Hard path to a restructured fund

It’s the nightmare scenario for LPs: being stuck in a ‘zombie’ fund that’s fast approaching the end of its life-cycle with a portfolio full of unrealised assets and an unmotivated manager. Either the GP is unable to sell the assets for a good price – or they’re reluctant to do so because they’re reliant on the management fee for income. 

It’s an increasingly common problem. In a 2011 Coller Capital survey, about half of LP respondents said they had zombie funds in their portfolios. In January last year, NewGlobe Capital, a secondaries adviser, estimated the market for end-of-life funds to be worth more than $75 billion across the US and Europe. 

Admittedly a lot of these processes tend to fly well below the radar. But in Europe particularly, the market has developed rather more slowly than expected.

“In Europe, it has been a little slower than in the US market, where we [have] started to see a number of these type of transactions,” says Andrew Sealey, managing partner and chief executive officer at Campbell Lutyens. Yet he believes a large number of these restructurings are still to come, “especially once the larger 2005, 2006, 2007 funds approach or get to their ten-year anniversary”.

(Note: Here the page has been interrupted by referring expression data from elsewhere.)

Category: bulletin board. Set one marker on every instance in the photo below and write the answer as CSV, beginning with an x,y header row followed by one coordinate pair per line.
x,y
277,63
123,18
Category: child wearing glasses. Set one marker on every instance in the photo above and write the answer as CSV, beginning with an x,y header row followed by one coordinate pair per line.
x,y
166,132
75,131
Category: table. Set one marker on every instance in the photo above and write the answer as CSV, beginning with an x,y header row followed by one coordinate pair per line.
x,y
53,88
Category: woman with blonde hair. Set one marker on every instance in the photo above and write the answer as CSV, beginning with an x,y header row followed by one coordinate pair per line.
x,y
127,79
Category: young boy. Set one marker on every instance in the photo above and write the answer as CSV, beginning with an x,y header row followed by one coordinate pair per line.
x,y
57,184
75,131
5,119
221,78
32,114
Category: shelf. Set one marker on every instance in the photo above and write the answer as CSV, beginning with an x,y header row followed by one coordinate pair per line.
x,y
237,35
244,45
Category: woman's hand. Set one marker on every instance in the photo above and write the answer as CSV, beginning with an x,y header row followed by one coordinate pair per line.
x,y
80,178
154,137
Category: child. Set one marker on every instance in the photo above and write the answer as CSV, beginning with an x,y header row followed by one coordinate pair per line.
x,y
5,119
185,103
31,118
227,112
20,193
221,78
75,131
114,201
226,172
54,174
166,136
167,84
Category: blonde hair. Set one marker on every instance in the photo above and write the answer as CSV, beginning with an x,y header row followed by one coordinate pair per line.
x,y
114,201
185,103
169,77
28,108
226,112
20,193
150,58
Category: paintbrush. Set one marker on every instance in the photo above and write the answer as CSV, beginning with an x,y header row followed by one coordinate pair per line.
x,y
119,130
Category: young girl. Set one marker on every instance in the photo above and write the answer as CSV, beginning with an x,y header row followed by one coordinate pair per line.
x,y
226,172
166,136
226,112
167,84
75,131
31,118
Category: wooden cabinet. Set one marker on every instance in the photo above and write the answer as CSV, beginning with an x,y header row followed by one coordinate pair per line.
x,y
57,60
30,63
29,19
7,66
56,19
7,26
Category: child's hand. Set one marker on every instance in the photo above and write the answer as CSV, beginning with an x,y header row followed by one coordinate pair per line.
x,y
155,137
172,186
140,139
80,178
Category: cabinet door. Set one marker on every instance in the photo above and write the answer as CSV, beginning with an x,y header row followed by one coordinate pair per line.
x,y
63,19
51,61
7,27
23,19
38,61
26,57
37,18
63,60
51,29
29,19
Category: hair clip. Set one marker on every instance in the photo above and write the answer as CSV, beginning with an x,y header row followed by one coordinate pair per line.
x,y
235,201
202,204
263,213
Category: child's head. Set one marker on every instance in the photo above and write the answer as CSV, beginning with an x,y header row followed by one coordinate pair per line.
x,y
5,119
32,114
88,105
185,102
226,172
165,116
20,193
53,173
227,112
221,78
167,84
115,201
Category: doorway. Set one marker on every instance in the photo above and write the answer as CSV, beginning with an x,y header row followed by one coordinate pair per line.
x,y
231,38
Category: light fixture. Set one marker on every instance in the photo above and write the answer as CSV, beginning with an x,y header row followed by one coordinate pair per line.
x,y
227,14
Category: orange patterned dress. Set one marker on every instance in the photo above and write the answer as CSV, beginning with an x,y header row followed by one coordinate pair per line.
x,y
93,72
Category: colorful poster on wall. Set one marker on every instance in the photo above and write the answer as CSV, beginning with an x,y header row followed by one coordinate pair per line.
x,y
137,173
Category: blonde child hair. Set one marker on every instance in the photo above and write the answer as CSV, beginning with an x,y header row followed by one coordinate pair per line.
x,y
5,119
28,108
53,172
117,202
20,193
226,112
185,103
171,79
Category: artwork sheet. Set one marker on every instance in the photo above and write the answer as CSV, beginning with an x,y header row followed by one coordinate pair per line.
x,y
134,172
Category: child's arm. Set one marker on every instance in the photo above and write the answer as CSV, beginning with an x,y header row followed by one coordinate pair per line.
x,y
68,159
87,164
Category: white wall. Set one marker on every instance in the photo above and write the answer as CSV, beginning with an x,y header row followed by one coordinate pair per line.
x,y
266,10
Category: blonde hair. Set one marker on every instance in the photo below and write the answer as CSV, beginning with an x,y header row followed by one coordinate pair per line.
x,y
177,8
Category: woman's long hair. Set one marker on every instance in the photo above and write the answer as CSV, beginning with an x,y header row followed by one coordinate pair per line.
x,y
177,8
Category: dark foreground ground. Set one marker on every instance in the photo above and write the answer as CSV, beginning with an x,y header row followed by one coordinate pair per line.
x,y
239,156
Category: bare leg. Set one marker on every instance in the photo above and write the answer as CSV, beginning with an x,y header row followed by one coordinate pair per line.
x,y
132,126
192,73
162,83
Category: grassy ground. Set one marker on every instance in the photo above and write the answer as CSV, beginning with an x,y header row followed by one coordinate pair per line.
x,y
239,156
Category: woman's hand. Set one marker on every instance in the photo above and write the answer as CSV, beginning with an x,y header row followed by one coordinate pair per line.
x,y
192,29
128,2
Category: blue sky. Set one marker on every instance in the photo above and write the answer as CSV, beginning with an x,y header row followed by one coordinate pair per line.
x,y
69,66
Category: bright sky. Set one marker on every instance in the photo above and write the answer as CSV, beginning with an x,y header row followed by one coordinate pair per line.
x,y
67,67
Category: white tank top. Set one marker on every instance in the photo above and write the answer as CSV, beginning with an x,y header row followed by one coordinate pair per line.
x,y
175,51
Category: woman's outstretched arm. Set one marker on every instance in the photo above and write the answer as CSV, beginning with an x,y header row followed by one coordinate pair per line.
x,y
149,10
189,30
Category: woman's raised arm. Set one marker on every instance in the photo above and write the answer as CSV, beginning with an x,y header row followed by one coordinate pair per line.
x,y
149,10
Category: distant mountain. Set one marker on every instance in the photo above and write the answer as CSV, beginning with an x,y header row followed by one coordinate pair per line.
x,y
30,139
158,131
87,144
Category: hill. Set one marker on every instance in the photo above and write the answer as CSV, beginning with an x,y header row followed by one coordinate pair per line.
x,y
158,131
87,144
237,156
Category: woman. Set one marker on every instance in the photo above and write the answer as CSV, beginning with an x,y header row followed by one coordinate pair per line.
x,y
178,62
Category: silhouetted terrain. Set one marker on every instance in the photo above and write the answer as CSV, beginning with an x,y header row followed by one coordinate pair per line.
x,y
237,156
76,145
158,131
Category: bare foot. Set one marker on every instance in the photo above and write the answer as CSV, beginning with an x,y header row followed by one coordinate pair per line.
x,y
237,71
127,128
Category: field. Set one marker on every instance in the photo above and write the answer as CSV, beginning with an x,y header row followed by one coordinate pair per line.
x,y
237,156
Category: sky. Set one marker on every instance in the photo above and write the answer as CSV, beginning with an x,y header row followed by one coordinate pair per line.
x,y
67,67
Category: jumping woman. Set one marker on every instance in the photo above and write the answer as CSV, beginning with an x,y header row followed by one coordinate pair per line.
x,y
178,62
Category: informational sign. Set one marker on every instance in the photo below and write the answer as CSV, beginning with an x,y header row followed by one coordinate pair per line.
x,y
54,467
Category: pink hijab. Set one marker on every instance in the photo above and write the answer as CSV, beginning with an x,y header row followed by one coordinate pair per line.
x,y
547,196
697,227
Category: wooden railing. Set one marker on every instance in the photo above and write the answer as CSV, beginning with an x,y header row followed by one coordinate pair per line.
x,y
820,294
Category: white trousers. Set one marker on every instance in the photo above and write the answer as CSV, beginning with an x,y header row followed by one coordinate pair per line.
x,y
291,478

However, the recent restructuring of Motion Equity Partners shows just how lengthy and complex these transactions can be. The firm had been under pressure ever since its restructuring in 2011 (when former partner Nigel McConnell left the business), while the negotiations with HarbourVest specifically apparently took around six months.

The agreement reached is that HarbourVest will provide the firm with capital to do a few deals, while giving it about four years to make money from its portfolio, according to two sources familiar with the matter. 

It is understood that investors in Motion’s Fund II, a €1.25 billion vehicle raised in 2005, had the option of either selling their stakes or remaining invested in the fund. Approximately half decided to sell, the source said – including the Nationwide Private Equity Fund, AlpInvest Partners, BNP Paribas, City of Zurich Pension Fund, Goldman Sachs Private Equity Partners 2004 Employee Fund, Scottish Widows Investment Partnership, BlackRock Private Equity Partners III, according to a filing with the London Gazette. It’s unclear how much HarbourVest paid for the LP stakes.

Terms for the remaining investors will stay the same, which means LPs continue to pay management fees – albeit at a reduced rate, since they’d already been cut in Motion’s 2011 restructuring. In fact, ensuring the terms remained unchanged was precisely why HarbourVest managed to close the deal, sources say. Motion had previously been in talks with Canada Pension Plan Investment Board; the latter wanted to restructure the fund and force LPs into a new vehicle, which they wouldn’t agree to. 

Both HarbourVest and Rede Partners – which is understood to have advised on the transaction – declined to comment, while Motion didn’t respond to a request for comment at press time. 

Still, the hope among secondaries specialists is that the Motion deal – by proving that these negotiations can succeed – will pave the way for other deals.

Sealey, for one, is convinced that more of these will happen – albeit perhaps not as many as some seem to expect. 

“There are large numbers of GPs in the US and Europe that are unlikely to raise follow-on funds, [so] there is a potential requirement to do some restructurings. Unfortunately, it will probably not be quite as big or important as some secondary players and advisers currently hope.”